Let us begin with one statement we can validate from the New England Journal of Medicine article2: the clinical benefit of NXY-059 “amounts to an average improvement of 0.13 point on the mRS per patient, which suggests that about 8 patients would need to be treated to achieve improvement equal to 1 point on the scale for one patient.” As we noted previously,1 the authors’ calculation of NNT is the reciprocal of the observed mean difference in mRS on the two arms, 1/(2.84–2.71)=1/0.13=7.69, where 2.84 and 2.71 are the mean mRS scores on the placebo and NXY-059 arms in the SAINT I trial. This is a “standard” construction of NNT4; our criticism related primarily to the authors’ failure to report a confidence interval for their estimate of NNT.5 Now, let us undertake a Gedanken experiment. Suppose that a new interventional drug NID-001 replaced NXY-059 in the SAINT I setting. Of the 850 patients randomized to drug NID-001, 389 had mRS 0 at 90 days, and 461 had mRS 5 (or 6). The mean mRS on the drug NID-001 arm is 2.71, indicating improvement relative to the placebo arm, and with the same NNT as NXY-059. Given the equivalence of NXY-059 and NID-001 in terms of NNT, should the drugs be considered equally efficacious?

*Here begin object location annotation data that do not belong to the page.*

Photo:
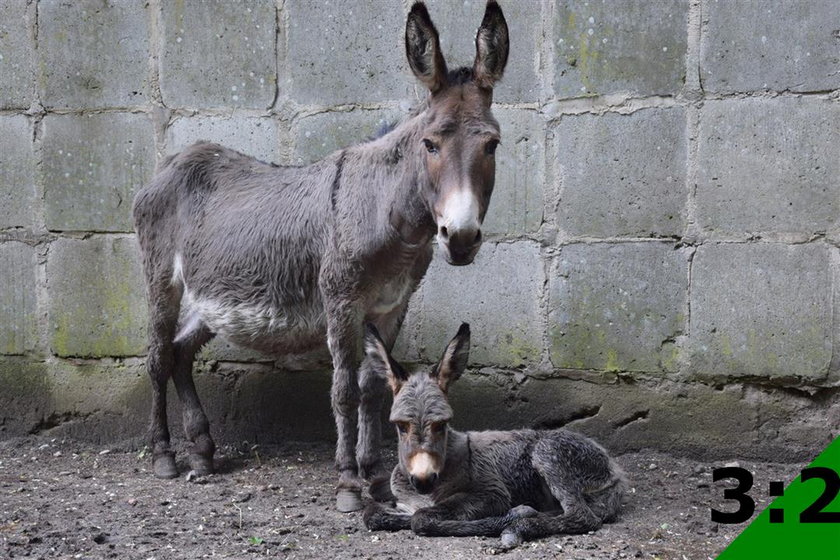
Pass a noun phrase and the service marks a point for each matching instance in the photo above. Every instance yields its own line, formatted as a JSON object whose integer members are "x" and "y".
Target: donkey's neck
{"x": 458, "y": 452}
{"x": 408, "y": 211}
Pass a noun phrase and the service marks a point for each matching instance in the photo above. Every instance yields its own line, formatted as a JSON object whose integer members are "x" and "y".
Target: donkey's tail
{"x": 607, "y": 501}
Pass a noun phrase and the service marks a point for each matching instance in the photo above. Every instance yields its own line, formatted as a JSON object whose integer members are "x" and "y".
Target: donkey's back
{"x": 241, "y": 241}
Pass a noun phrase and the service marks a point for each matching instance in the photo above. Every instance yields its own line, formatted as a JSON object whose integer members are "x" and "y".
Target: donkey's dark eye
{"x": 430, "y": 146}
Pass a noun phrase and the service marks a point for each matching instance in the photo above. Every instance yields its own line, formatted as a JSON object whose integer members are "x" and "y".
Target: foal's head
{"x": 459, "y": 134}
{"x": 421, "y": 411}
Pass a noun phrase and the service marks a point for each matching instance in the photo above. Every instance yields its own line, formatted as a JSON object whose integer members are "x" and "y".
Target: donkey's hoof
{"x": 510, "y": 539}
{"x": 201, "y": 465}
{"x": 348, "y": 499}
{"x": 164, "y": 466}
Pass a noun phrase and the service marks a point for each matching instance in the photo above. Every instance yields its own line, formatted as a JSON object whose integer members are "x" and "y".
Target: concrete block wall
{"x": 662, "y": 250}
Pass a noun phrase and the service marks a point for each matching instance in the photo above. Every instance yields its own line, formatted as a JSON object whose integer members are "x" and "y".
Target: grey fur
{"x": 522, "y": 484}
{"x": 280, "y": 258}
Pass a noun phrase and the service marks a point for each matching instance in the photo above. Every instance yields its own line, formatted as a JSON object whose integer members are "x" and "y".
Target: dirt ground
{"x": 66, "y": 499}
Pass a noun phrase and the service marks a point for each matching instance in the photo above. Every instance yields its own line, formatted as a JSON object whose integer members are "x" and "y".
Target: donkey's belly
{"x": 261, "y": 326}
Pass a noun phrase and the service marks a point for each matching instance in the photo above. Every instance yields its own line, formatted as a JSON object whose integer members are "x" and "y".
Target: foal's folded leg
{"x": 461, "y": 516}
{"x": 576, "y": 519}
{"x": 379, "y": 517}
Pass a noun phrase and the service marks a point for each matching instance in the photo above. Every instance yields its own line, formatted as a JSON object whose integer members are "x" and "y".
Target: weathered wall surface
{"x": 662, "y": 246}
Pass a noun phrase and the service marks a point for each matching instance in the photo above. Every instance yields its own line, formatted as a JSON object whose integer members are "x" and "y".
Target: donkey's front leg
{"x": 466, "y": 514}
{"x": 344, "y": 339}
{"x": 380, "y": 517}
{"x": 372, "y": 385}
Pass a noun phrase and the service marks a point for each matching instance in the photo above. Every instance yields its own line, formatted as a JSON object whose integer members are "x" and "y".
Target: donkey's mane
{"x": 459, "y": 76}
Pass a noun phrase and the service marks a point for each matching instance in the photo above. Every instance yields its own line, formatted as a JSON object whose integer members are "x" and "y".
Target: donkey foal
{"x": 522, "y": 485}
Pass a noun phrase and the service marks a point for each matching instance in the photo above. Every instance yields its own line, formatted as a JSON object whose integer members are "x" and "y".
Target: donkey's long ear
{"x": 454, "y": 360}
{"x": 491, "y": 47}
{"x": 422, "y": 48}
{"x": 382, "y": 360}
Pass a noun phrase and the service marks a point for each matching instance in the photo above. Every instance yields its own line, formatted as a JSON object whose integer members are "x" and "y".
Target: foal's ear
{"x": 381, "y": 359}
{"x": 454, "y": 360}
{"x": 422, "y": 48}
{"x": 491, "y": 47}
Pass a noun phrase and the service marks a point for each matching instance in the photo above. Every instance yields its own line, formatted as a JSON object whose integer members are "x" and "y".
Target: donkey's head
{"x": 459, "y": 134}
{"x": 421, "y": 410}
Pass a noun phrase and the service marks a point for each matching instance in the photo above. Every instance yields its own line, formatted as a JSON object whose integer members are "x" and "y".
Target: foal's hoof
{"x": 201, "y": 465}
{"x": 380, "y": 490}
{"x": 521, "y": 512}
{"x": 510, "y": 539}
{"x": 348, "y": 499}
{"x": 164, "y": 466}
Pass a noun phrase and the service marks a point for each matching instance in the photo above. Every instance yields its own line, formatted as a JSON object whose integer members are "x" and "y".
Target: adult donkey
{"x": 275, "y": 258}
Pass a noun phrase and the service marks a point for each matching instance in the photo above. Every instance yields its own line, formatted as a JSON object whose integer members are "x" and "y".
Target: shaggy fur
{"x": 281, "y": 258}
{"x": 522, "y": 484}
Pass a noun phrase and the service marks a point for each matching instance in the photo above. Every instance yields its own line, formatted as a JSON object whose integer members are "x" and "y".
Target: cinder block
{"x": 518, "y": 200}
{"x": 498, "y": 294}
{"x": 219, "y": 54}
{"x": 622, "y": 175}
{"x": 321, "y": 134}
{"x": 93, "y": 165}
{"x": 778, "y": 46}
{"x": 93, "y": 54}
{"x": 17, "y": 164}
{"x": 25, "y": 398}
{"x": 18, "y": 312}
{"x": 618, "y": 307}
{"x": 253, "y": 136}
{"x": 768, "y": 165}
{"x": 637, "y": 46}
{"x": 17, "y": 49}
{"x": 457, "y": 23}
{"x": 340, "y": 53}
{"x": 761, "y": 310}
{"x": 97, "y": 307}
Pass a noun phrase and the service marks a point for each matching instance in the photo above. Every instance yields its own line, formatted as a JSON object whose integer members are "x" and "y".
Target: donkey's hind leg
{"x": 193, "y": 335}
{"x": 164, "y": 301}
{"x": 575, "y": 518}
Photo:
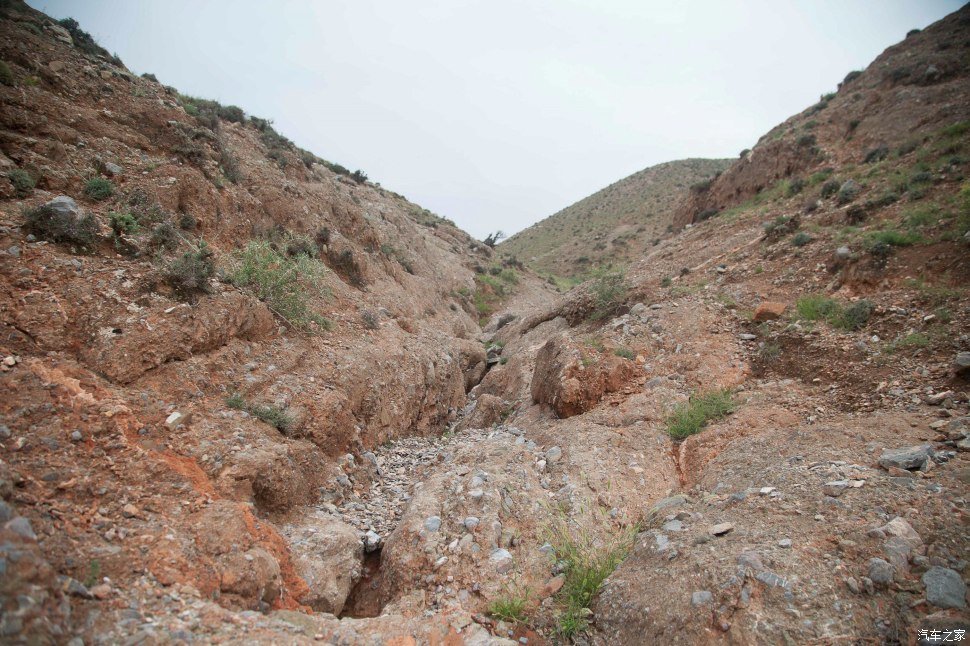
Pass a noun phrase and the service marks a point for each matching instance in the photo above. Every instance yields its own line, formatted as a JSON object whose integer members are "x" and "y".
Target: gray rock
{"x": 6, "y": 511}
{"x": 910, "y": 457}
{"x": 553, "y": 455}
{"x": 945, "y": 588}
{"x": 673, "y": 526}
{"x": 502, "y": 559}
{"x": 372, "y": 540}
{"x": 881, "y": 572}
{"x": 701, "y": 598}
{"x": 64, "y": 206}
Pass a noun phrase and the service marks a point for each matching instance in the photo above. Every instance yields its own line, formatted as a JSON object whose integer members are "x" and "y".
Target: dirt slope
{"x": 464, "y": 456}
{"x": 614, "y": 225}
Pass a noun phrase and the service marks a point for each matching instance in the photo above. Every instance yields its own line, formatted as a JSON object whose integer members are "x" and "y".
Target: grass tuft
{"x": 693, "y": 415}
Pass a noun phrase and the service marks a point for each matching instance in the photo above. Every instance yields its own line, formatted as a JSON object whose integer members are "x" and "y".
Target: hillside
{"x": 252, "y": 397}
{"x": 615, "y": 225}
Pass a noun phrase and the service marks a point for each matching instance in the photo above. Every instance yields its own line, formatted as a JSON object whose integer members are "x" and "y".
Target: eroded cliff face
{"x": 173, "y": 456}
{"x": 899, "y": 100}
{"x": 118, "y": 397}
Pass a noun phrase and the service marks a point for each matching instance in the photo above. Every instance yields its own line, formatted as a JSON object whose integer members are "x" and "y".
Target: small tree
{"x": 492, "y": 239}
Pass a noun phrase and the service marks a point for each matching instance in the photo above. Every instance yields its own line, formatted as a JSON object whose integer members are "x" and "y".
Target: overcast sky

Clearly, the concept of NNT does not distinguish between scenarios in which there is apparently a modest change of mRS in most patients, as with NXY-059, and the more dramatic response profile with NID-001, in which only a select subgroup of patients benefits, albeit enormously. Furthermore, one should not lose sight of the fact that the mRS or EDSS does not represent a linear scale: a shift of 1 point from 1 to 0 does not necessarily have the same import or utility to patients as a shift from 3 to 2, or 6 to 5. Were we to ascribe different numerical values to the categories of the mRS, for example using a 100 (mRS=1) to 0 (mRS=6) quality of life scale, then the numerical estimates of NNT could change substantially. We suggest that the likelihood of particular outcomes (eg, excellent stroke outcome, or severe disability) is far more relevant to acute stroke patients and their families than the more elusive concept of an expected shift of 0.13 point in the mRS if NXY-059 (or NID-001) is prescribed. Technically, given the categorical nature of the mRS, NNT or any other univariate measure of treatment effect entails a loss of information relative to full specification of the discrete distributions of mRS across outcome categories in the intervention and reference cohorts. In general, these distributions are fully characterized by the individual probabilities of the categories, which cannot be captured by a single parameter or measure. We believe that informed judgment and treatment decisions in acute stroke should be based on complete information relating to the constellation of potential outcomes, rather than on a single summary statistic.
Koziol JA, Feng AC. On the analysis and interpretation of outcome measures in stroke clinical trials: lessons from the SAINT I study of NXY-059 for acute ischemic stroke. Stroke. 2006; 37: 2644–2647.
The Consort Statement. Available at: www.consort-statement.org Accessed October 10, 2006.
Cook RJ, Sackett DL. The number needed to treat: a clinically useful measure of treatment effect. Brit J Med. 1995; 310: 452–454.
Altman DG. Confidence intervals for the number needed to treat. Brit J Med. 1998; 317: 1309–1312.